21.02.2016 / Ecoutez-le !

Parvenus au sommet du mont Thabor, Pierre, Jacques et Jean font l’expérience de quelque chose d’inattendu et d’imprévisible. Ils assistent à un spectacle dont Dieu seul a le secret. Et c’est bien de secret dont il s’agit ici puisque les apôtres devront le garder jusqu’à la résurrection de Jésus. Ce secret, c’est la Transfiguration, c’est-à-dire une expérience qui fait comprendre et fait s’inscrire dans son cœur et sa mémoire cette nouvelle essentielle à savoir qu’elle passe la figure de ce monde.

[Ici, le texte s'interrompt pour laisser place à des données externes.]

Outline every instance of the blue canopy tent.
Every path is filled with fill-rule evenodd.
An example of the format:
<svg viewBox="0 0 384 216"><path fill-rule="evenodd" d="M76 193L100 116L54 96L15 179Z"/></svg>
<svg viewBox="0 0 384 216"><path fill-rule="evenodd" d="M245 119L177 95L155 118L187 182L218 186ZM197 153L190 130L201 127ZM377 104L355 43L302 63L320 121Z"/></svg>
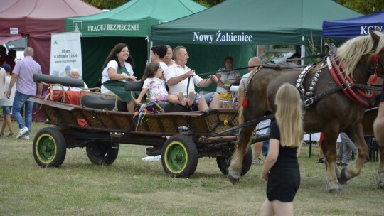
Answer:
<svg viewBox="0 0 384 216"><path fill-rule="evenodd" d="M368 15L336 21L323 21L323 37L351 38L369 34L378 28L384 31L384 11Z"/></svg>

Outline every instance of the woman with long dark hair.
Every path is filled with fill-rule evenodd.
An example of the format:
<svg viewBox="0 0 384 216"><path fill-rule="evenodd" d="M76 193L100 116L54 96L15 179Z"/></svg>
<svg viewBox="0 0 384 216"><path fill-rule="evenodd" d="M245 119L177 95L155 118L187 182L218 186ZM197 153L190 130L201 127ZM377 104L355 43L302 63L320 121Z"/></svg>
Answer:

Non pas que notre condition humaine ne vaille rien, non pas que les heures vécues en ce bas monde ne soient que fades et inutiles, non pas parce que notre monde est inintéressant et ennuyeux mais bien parce que notre monde comporte en lui cette part peu glorieuse de non-amour, de haine et d’horreur dont Jésus fera plus tard l’expérience.

Il faut qu’elle passe la figure de ce monde dans ce qu’elle a de désespérant et de défigurant justement. A force de voir rôder autour de soi le mal et la souffrance ainsi que la mort, il se crée dans nos esprits une vision fataliste de l’existence. A quoi bon nous battre si le mal finit toujours par l’emporter ?

Il faut du temps pour passer d’un fatalisme prononcé à la paisible certitude. Le Seigneur nous invite à porter un regard qui voit plus loin que les difficultés présentes, qui devine à travers la souffrance, la gloire définitive. Grâce à lui, nous avançons résolument vers ce ciel où le brouillard des incertitudes et du doute laissera la place au soleil de la vérité.